A handy disc of improvisations for Michel Doneda's straight saxophones (soprano and sopranino) and Pascal Battus' rotating surfaces.
"Miracle en Pointille" begins with a foghorn with wet cracklings underneath, and evolves over time into a rolling storm of hot tone and supple grind. Amazing how much sound power a couple of acoustic sources can generate. The saxophones here are mostly always recognizable as such, while Battus throws up a constantly shifting foil of gorgeous timbres and ephemeral grind. I hear voices and weird tonal arguments in the interplay between these two hard listening gents.
"Imprononcable" sounds like a chorus of reeds until it all falls apart and we're given a spate of massed sirens, bent and bending. Long sections of held tones which morph into sour bugle-like minutia and then scramble around in the gravel while a bag full of angry bees threatens to open up.
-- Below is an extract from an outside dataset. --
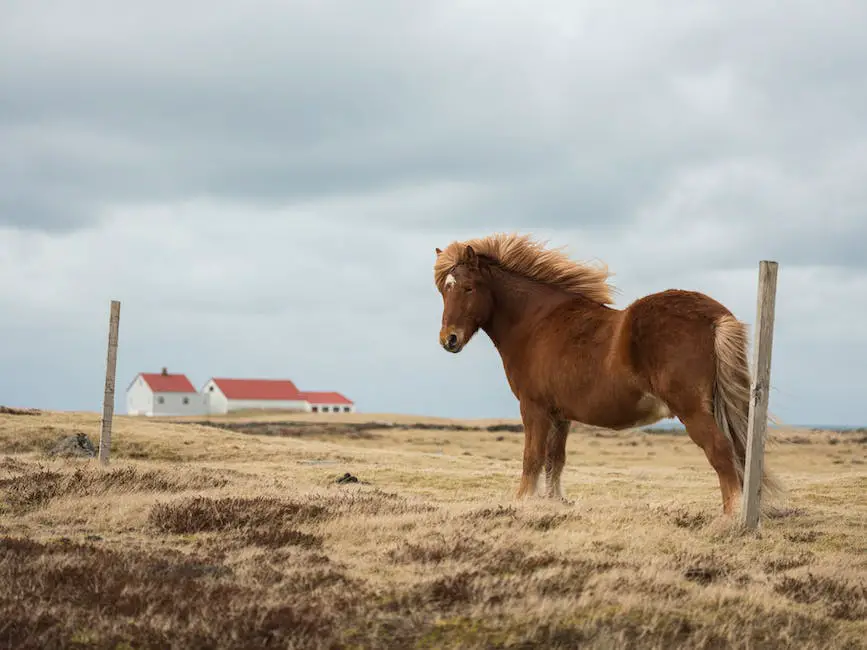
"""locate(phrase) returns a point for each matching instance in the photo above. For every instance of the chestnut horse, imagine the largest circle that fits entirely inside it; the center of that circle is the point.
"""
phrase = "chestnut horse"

Rude plasticity, goose honks and metallic sheen cohabit a seemingly vast space which occasionally narrows to a thin slice of dual whine.
"Natte" conjurs for me images of tiny devices protesting their slow death, while Doneda tries to match their plaintive tones and simultaneously play them a requiem. Door creaks and faucets left on. Bird song against sputtering and dry ice squeal. Frog and rainforest humming announce the final piece, "Hermeneutique", before the weather changes and gail force winds wrap around a sad monologue. Wheezing bagpipes? Flatulence and there's that bugler again. Let's try to sing together, shall we?